Contrasting aggregation across three different spatial resolutions
Now let’s compare the performance of cnefe_counts() when
aggregating CNEFE address points at different H3 resolutions for the
same city.
h3_res <- c(7,9,11)
# Benchmark DuckDB backend
time_duckdb_h3 <- sapply(
h3_res,
function(i){
system.time({
result_duckdb_h3 <- cnefe_counts(
code_muni = cod_ctb,
polygon_type = "hex",
h3_resolution = i,
backend = "duckdb",
verbose = FALSE
)
})
}
)
# Benchmark pure-R backend
time_r_h3 <- sapply(
h3_res,
function(i){
system.time({
result_duckdb_h3 <- cnefe_counts(
code_muni = cod_ctb,
polygon_type = "hex",
h3_resolution = i,
backend = "r",
verbose = FALSE
)
})
}
)
# Results
benchmark_results_h3 <- data.frame(
h3_res = rep(c(7,9,11),2),
backend = rep(c("Pure R","DuckDB"), each = 3),
time_seconds = c(time_r_h3["elapsed",], time_duckdb_h3["elapsed",])
)Visualization
ggplot(benchmark_results_h3
|> mutate(
h3_res = as.factor(h3_res),
backend = factor(backend, levels = c("Pure R", "DuckDB"))
),
aes(x = h3_res, y = time_seconds, fill = backend)) +
geom_col(width = 0.6, position = position_dodge(width = 0.6)) +
geom_text(
aes(label = sprintf("%.2f s", time_seconds)),
position = position_dodge(width = 0.6),
vjust = -0.6,
size = 3
) +
scale_fill_manual(values = c("Pure R" = "#E74C3C", "DuckDB" = "#2C3E50")) +
scale_y_continuous(expand = expansion(mult = c(0, 0.08))) +
labs(
title = "Performance comparison: DuckDB vs Pure R",
subtitle = "(different spatial resolutions)",
y = "Execution time (seconds)",
fill = "Backend",
x = "H3 resolution"
) +
theme_minimal(base_size = 13) +
theme(
plot.title = element_text(face = "bold", size = 15, hjust = 0.5),
plot.subtitle = element_text(hjust = 0.5),
panel.grid.major.y = element_blank(),
)
Note: At finer H3 resolutions the hexagons are much smaller, so the H3 point-to-cell indexing — which both backends ultimately delegate to the same underlying H3 C library — dominates the total runtime.

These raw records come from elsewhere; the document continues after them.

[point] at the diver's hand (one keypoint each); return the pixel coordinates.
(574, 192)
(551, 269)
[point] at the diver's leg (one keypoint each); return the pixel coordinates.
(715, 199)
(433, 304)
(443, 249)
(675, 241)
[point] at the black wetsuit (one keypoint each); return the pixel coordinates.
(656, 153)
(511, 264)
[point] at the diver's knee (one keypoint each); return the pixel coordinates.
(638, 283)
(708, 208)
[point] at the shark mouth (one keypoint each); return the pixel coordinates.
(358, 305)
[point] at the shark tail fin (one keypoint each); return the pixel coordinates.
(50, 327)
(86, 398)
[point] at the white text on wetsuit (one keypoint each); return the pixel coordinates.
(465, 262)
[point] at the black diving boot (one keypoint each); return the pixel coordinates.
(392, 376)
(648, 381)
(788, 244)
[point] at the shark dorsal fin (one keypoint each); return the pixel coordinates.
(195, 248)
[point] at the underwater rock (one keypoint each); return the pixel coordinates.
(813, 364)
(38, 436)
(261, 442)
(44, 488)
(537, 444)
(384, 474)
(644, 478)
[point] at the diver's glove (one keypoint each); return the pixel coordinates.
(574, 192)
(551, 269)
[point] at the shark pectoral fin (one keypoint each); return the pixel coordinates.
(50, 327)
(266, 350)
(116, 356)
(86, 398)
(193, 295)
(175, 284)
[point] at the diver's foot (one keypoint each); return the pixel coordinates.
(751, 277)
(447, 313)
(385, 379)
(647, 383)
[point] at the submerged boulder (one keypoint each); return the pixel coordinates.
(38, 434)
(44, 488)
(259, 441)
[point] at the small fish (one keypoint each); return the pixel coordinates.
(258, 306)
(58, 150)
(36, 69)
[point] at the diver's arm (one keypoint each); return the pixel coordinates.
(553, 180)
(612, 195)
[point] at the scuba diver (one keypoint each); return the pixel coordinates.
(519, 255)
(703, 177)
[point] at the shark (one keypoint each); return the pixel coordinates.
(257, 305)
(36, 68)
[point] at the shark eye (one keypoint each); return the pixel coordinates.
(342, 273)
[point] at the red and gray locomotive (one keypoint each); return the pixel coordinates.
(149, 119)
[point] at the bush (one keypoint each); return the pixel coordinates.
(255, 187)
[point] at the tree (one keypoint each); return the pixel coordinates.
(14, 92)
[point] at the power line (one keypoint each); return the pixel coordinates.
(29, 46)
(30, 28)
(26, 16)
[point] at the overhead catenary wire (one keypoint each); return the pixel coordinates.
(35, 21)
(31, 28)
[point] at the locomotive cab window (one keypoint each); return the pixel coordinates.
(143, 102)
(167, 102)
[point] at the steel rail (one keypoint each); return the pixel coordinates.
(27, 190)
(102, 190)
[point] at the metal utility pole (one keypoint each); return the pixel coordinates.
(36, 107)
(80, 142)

Because DuckDB still pays a fixed overhead to initialize the connection, load extensions, and materialize data into its in-memory store, the relative advantage shrinks as the actual computation becomes lighter per cell. At resolution 11 this overhead can even offset DuckDB’s gains, making the pure-R backend competitive or faster.
Conclusions
The DuckDB backend is consistently faster than the pure-R implementation, and the processing time depends on:
- City size (number of CNEFE addresses):
# Computing speedup for each city
speedups_cities <- benchmark_results_cities |>
group_by(city) |>
summarize(
speedup = time_seconds[backend == 'Pure R']/time_seconds[backend == 'DuckDB']
)
# Formatting output table
speedups_cities |>
mutate(
city = factor(city, levels = c("Vitória da Conquista", "Curitiba", "São Paulo")),
n_points = c("~900,000", "~5,700,000", "~200,000")[match(city, c("Curitiba", "São Paulo", "Vitória da Conquista"))],
speedup = round(speedup, 2)
) |>
arrange(city) |>
select(city, n_points, speedup) |>
## Improved table output with kableExtra package:
kbl() |>
kable_styling()| city | n_points | speedup |
|---|---|---|
| Vitória da Conquista | ~200,000 | 1.53 |
| Curitiba | ~900,000 | 4.40 |
| São Paulo | ~5,700,000 | 13.08 |
- Resolution of spatial units where CNEFE addresses are counted:
# Computing speedup for each H3 resolution
speedups_h3 <- benchmark_results_h3 |>
group_by(h3_res) |>
summarize(
speedup = time_seconds[backend == 'Pure R']/time_seconds[backend == 'DuckDB']
)
# Formatting output table
speedups_h3 |>
mutate(
avg_hex_area_m2 = c(5161293.36, 105332.51, 2149.64)[match(h3_res, c(7, 9, 11))],
speedup = round(speedup, 2)
) |>
select(h3_res, avg_hex_area_m2, speedup) |>
## Improved table output with kableExtra package:
kbl() |>
kable_styling()| h3_res | avg_hex_area_m2 | speedup |
|---|---|---|
| 7 | 5161293.36 | 5.38 |
| 9 | 105332.51 | 3.46 |
| 11 | 2149.64 | 1.31 |
Recommendation: Use the DuckDB backend (default) for
best performance. The pure R backend (backend = "r") is
available only if you cannot install DuckDB in your environment.